The need to possess her had terrified him. He’d spent the entire night trying to avoid her, to tamp down on those unwelcome feelings, and he’d almost succeeded. He’d almost won the war, but then she’d walked past him, quite distracted by a conversation with his mother, and Adrastos had fallen under her spell. Her fragrance, so sweet and sensual, had called to him, and when he’d found her alone, in the rose garden—one of her favourite spots—he’d known the war was far from over: it was no longer in his grasp to win.
If a waiter hadn’t walked past that night and dropped a glass, rousing Adrastos to his sanity, he would have made love to Poppy then and there, amongst the roses.
But that had been three years ago. He’d run so hard from that night, that unfamiliar moment that had completely lacked Adrastos’s trademark control, when he’d kissed a woman he’d been told to think of as his damned sister! He had no right desiring her. He had no right to kiss her. Any other woman, he thought with a grimace. Adrastos had made no effort to hide his lifestyle from the press. If anything, he’d relished that reputation.
Having been lauded as ‘The Perfect Prince’ since Nicholas’s death, in one aspect of his life, at least, he didn’t feel like a treacherous usurper. He couldn’t change his traits, those inbuilt leadership instincts that did indeed make him an excellent prince. Nor could he change the fact that Nicholas had been, in many ways, unsuitable for the life for which he’d been born. He’d been quiet, academic, timid and naturally shy, every public outing a torture for the oldest sibling, where Adrastos cared so little for anyone’s opinion of him that he’d not been bothered by any engagement whatsoever.
But he hated the comparisons.
He hated that at times there’d almost been a sense of joy at Adrastos’s promotion to heir—never mind that it had come about through the death of his much-loved brother.

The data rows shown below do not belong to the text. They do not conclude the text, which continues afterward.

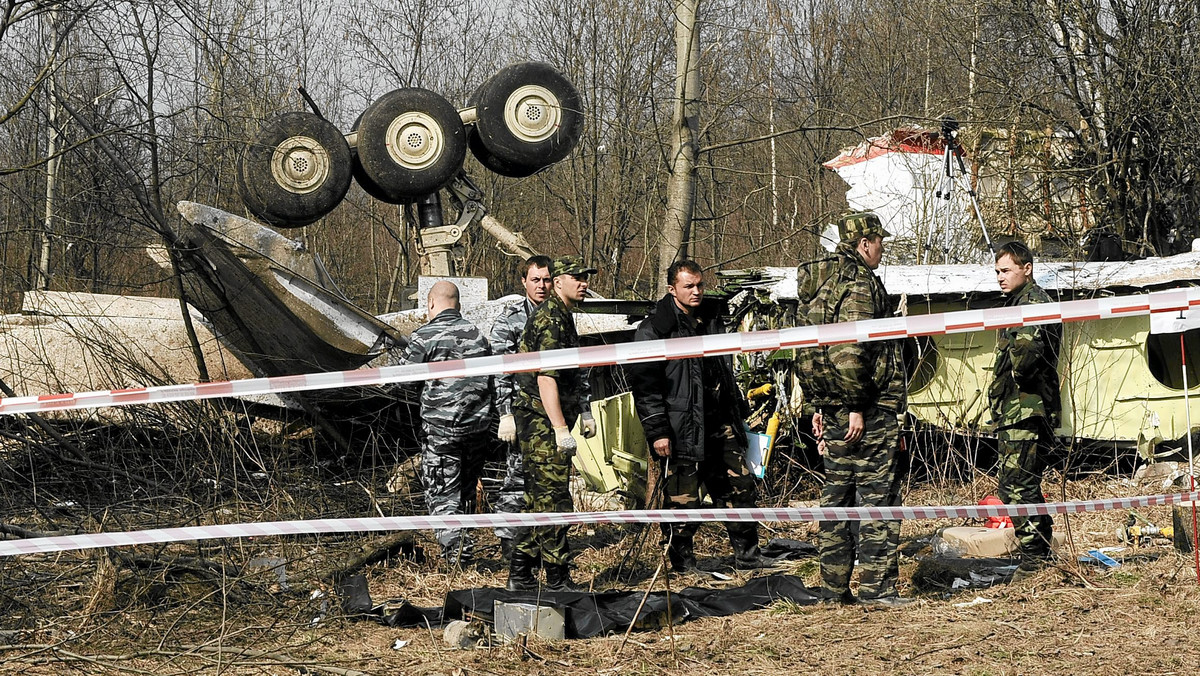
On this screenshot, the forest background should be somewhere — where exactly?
[0,0,1200,312]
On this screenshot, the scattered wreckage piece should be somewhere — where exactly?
[721,250,1200,460]
[0,291,253,420]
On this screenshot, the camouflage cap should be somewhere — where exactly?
[550,256,596,277]
[838,211,892,241]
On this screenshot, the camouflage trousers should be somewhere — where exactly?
[996,418,1054,558]
[820,408,902,599]
[493,443,524,539]
[512,405,575,564]
[421,429,487,562]
[652,425,758,542]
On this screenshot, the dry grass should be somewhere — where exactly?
[0,434,1200,675]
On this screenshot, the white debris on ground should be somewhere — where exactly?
[0,291,253,413]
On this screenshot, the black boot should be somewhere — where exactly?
[508,549,538,592]
[541,561,587,592]
[728,524,775,570]
[667,531,697,573]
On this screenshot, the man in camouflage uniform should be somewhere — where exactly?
[400,281,492,566]
[798,213,912,606]
[626,261,768,573]
[508,256,595,591]
[491,256,596,558]
[988,241,1062,581]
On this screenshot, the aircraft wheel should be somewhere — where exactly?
[355,88,467,204]
[469,61,583,175]
[238,112,350,228]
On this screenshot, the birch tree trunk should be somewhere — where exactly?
[658,0,700,289]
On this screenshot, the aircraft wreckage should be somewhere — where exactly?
[0,71,1200,501]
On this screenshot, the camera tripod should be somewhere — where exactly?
[922,115,996,264]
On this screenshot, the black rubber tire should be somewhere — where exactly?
[350,113,397,204]
[356,88,467,204]
[238,112,352,228]
[467,126,546,179]
[468,61,583,175]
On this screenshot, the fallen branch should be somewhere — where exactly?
[317,532,415,584]
[0,524,73,539]
[0,430,170,495]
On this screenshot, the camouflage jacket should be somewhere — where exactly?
[515,293,588,426]
[988,280,1062,427]
[797,243,907,412]
[491,298,592,415]
[400,310,492,435]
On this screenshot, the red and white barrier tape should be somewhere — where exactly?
[0,287,1200,414]
[0,491,1200,556]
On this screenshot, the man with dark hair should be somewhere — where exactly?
[400,280,492,566]
[491,256,596,558]
[798,211,912,608]
[508,256,595,592]
[988,241,1062,581]
[626,261,763,573]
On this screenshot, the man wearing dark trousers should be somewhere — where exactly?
[626,261,766,572]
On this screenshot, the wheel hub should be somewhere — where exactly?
[385,112,445,169]
[271,136,330,195]
[504,84,563,143]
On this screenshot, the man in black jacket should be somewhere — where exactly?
[628,261,763,572]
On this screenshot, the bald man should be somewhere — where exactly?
[401,281,492,567]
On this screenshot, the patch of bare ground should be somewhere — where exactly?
[0,453,1200,676]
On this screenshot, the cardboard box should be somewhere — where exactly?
[937,526,1067,558]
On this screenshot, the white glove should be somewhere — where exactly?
[580,411,596,439]
[554,425,578,457]
[496,413,517,443]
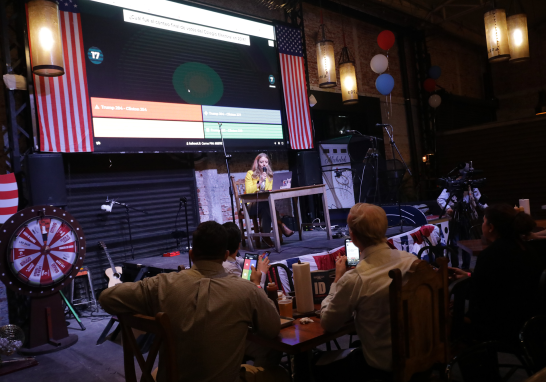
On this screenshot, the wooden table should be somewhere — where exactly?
[240,184,332,252]
[247,317,355,355]
[457,239,489,256]
[247,317,355,382]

Was it any wonder he’d lashed out in the one area of his life that was beyond the control of anyone? While his parents desperately wanted him to settle down and marry, to have royal heirs of his own, Adrastos delighted in showing everyone they were wrong about him—at least a little. He wasn’t The Perfect Prince. Not as perfect as Nicholas would have been, because surely Nicholas would have married by now, had he lived.
Poppy made a little noise, a husky exhalation, and she was pulling back, ever so slightly, so his gaze narrowed, his pulse grew louder in his ears and he knew he had seconds to act—or not act, which would be far smarter.
That night, he’d kissed her because he’d wanted her, and he’d pretended it had been just like with any of the women he met in bars or at parties. But this was Poppy. There were layers between them that complicated things. His parents viewed her as a daughter. She had no family besideshisfamily. He couldn’t take her to bed then forget about her. It was messy and Adrastos didn’t do messy.
And yet, even just the thought of kissing her had his groin tightening, his arousal straining against the fabric of his trousers, so he was intimately aware of every inch of his manhood, the powerful need for Poppy compressing the walls of his world even further.